My schedule was somewhat less flexible. I was following the full Patient Advocacy, Melanoma & Immunotherapy tracks – which took significant juggling, a keen understanding of how to navigate the comprehensive program, and an ability to move fast from one end of the venue to another in order to secure seating not just inside the halls (rather than in overflow rooms), but also preferably near the front so I could speak to the presenters afterwards. I also wanted, as a patient advocate to be near the front so I could capture photographs throughout & live tweet entire event. My phone has an ESMO album of 1,396 pictures!
The program started in earnest on Friday morning & I was effectively in back to back talks & symposiums from 8am until 7pm right through until Tuesday afternoon & my return flight to the UK. Even at 7pm most nights I would then jump onto shuttle buses or the local Metro system in order to attend the patient advocacy training sessions provided by Pharma. What could potentially be called “down time” wasn’t particularly relaxing & I can certainly say I am both mentally invigorated after this event, but also utterly exhausted!
There really have been some huge advances in the world of oncology in recent years, for Melanoma specifically there have been 10 new drug treatment options that have become available in the last 5 years alone.

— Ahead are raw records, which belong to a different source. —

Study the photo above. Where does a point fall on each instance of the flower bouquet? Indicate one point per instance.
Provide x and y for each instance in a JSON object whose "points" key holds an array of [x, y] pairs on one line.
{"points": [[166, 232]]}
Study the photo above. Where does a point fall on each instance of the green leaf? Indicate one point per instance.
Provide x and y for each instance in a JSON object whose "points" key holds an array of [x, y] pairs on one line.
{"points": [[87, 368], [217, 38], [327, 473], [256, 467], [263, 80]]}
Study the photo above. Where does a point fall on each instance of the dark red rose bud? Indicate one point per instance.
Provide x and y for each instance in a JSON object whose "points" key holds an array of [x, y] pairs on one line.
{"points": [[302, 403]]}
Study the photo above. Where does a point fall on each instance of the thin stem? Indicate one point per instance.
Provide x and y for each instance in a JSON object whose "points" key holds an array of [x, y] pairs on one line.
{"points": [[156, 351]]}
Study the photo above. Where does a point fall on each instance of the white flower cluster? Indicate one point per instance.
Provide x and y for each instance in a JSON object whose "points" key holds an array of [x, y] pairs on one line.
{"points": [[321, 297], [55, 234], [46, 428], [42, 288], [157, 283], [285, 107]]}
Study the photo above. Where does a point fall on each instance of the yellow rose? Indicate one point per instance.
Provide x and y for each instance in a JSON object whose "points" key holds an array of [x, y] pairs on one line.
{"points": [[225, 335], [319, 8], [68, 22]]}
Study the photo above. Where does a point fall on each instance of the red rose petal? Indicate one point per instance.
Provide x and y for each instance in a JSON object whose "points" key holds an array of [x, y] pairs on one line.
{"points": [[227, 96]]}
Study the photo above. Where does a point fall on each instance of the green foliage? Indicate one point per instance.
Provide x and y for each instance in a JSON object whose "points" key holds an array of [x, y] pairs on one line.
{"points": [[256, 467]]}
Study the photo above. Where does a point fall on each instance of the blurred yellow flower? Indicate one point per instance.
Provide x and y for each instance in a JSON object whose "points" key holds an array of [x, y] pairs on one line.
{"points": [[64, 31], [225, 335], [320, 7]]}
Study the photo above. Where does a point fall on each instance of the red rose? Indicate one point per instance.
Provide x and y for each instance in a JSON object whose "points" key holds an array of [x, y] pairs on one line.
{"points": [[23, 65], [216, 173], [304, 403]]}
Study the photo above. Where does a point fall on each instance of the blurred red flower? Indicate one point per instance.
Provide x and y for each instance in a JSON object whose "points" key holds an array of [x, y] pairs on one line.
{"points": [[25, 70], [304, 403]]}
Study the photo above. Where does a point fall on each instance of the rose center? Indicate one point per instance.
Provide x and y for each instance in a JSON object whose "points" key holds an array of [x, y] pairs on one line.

This is truly amazing & proves the speed & efficiency in which many clinical trial processes are now operating. This innovation and patient centered approach ensures efficacy, and resulting successful trial outcomes enable further research to facilitate multiple indication use.

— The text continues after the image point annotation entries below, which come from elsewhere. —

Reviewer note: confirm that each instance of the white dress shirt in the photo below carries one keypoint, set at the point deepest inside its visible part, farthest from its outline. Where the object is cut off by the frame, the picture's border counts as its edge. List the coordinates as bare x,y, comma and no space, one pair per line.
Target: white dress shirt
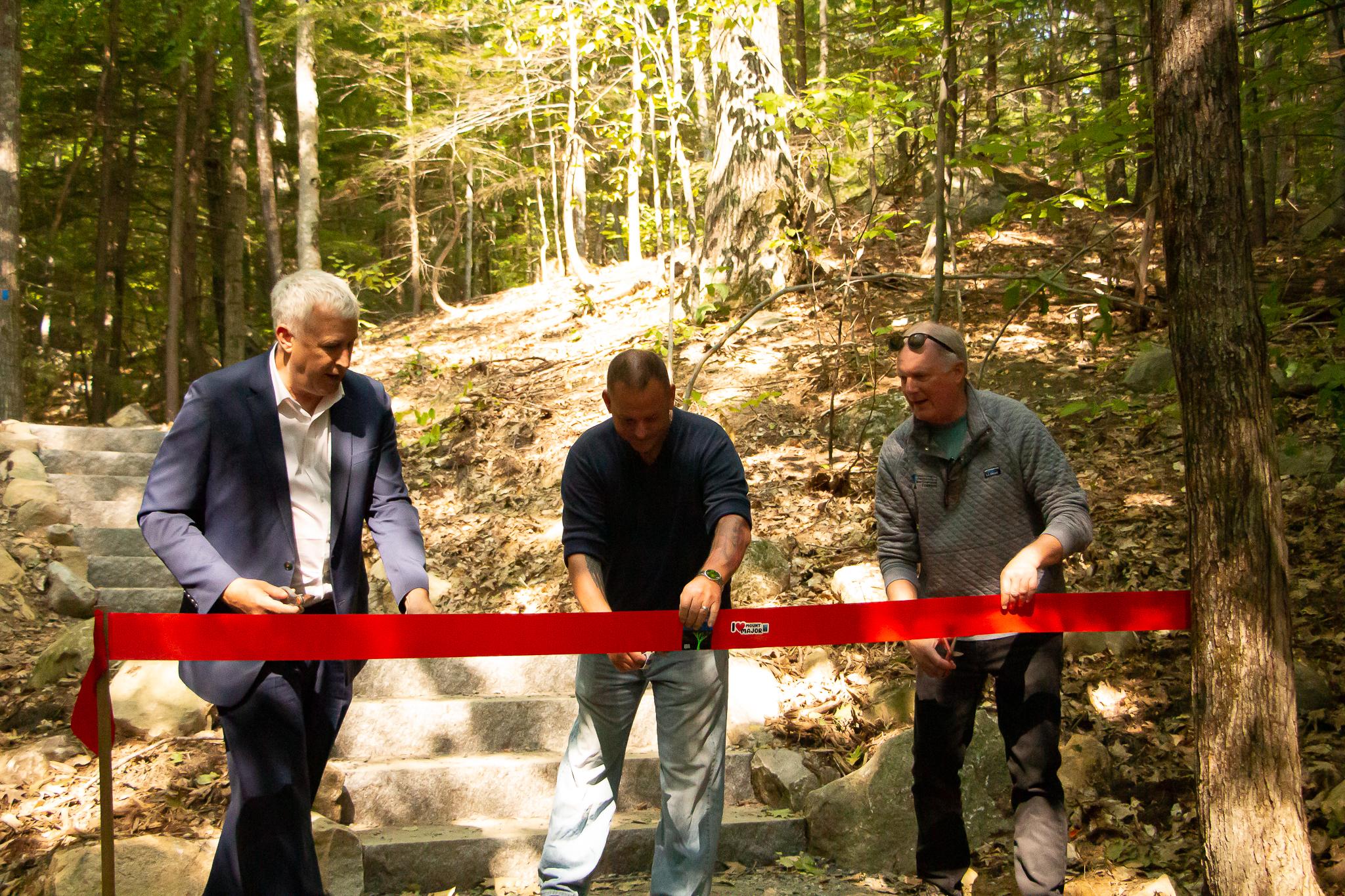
309,461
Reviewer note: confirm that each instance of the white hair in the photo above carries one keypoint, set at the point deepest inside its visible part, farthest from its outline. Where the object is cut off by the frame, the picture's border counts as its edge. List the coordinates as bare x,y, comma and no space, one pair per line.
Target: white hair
294,299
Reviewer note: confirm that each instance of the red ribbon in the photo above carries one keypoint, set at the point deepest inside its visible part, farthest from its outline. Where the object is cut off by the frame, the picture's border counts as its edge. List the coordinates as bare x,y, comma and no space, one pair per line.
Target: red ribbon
171,636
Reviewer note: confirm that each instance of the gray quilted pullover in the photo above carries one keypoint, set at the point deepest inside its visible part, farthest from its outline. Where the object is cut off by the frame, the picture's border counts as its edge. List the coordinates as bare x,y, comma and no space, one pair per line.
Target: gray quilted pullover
950,527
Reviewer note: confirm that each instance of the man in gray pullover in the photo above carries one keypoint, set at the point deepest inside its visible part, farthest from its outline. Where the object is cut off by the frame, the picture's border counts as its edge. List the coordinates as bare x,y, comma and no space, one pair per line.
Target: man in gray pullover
975,498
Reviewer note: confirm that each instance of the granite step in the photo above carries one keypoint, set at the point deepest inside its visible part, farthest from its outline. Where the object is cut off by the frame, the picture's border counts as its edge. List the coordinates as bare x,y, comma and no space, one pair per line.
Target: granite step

I attended teaching sessions for immunotherapy where potentially remarkable early phase trials were reviewed which have the means to shape cancer treatment. I joined discussions on adherence which highlighted astounding statistics like side effects causing more deaths in Europe than breast cancer and talks on very emotive issues like pregnancy & cancer. There was the opportunity to learn at a basic level, but because the average attendee was not just medically qualified but also a practicing or trainee oncologist I was challenged & found the experience incredible.

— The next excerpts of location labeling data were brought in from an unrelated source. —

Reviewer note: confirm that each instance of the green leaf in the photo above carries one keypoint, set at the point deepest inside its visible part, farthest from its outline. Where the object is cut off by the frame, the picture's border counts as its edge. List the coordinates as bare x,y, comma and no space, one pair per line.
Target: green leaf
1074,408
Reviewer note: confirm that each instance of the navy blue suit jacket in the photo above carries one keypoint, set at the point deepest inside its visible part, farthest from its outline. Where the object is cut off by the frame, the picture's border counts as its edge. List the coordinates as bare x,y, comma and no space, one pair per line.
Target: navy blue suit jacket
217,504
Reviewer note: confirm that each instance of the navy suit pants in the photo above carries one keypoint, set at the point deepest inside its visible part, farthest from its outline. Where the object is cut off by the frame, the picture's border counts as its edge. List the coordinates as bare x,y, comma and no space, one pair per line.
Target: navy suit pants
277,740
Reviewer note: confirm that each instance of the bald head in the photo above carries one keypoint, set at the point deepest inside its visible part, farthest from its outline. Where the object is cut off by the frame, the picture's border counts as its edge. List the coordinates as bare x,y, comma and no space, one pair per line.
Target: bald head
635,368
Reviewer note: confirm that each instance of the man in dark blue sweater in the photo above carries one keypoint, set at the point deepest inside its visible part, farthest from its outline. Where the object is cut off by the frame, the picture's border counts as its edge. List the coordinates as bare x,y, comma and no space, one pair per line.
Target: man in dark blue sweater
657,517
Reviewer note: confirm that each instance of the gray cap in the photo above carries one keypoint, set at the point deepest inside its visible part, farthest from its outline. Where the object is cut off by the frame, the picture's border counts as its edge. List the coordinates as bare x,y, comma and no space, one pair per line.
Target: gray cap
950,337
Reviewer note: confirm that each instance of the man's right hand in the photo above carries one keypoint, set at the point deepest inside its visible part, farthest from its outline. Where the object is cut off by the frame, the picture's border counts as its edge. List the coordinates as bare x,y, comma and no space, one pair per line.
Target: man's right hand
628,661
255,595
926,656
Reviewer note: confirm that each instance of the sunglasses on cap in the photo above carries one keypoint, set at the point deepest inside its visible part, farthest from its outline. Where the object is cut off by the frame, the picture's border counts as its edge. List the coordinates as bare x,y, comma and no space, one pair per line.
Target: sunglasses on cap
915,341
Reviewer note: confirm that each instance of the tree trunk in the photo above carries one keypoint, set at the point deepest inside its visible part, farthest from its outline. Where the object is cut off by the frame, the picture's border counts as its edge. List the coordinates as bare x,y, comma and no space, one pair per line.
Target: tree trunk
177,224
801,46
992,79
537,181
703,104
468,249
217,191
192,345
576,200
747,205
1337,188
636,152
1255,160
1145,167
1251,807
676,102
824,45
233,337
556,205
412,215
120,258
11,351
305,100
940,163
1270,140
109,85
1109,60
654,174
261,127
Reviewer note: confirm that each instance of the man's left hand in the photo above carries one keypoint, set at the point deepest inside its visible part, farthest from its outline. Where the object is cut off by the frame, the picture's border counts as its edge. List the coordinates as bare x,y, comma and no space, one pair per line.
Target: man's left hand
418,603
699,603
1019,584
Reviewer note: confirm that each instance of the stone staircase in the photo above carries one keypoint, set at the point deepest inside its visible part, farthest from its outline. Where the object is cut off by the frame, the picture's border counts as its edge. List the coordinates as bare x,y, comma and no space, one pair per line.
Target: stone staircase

Developments in science have moved faster than reimbursement procedures and HTA barriers & therefore the patient advocacy track was really worth following. The presence of patient advocates at events like ESMO has historically been non-existent. In recent years this lack of visibility has changed & this year’s ESMO broke the mold for future cancer congress’s across the globe. The Patient advocate track was the largest track at the entire event. Even more importantly there has since been a remarkable breakthrough. The European Society for Medical Oncology now recognizes patient advocates as healthcare professionals and has opened it’s membership to advocates with full membership rights including voting and access. I have become a member.
I would like to thank many of our pharma clients for the numerous drinks of coffee I obtained at their stands over the weekend. This not only gave me a wonderful opportunity to learn more about some inspiring & exiting projects across a wide breadth of indications, but the coffee provided much needed caffeine & the chance to sit still for a moment!
My intense 5 day visit to Copenhagen was incredible but I felt like a vampire that had hidden inside the building during daylight hours so on route to the airport I took the opportunity to visit a little mermaid. She was smaller than you might imagine, but she symbolized much of what ESMO achieved, a guiding beacon & hope.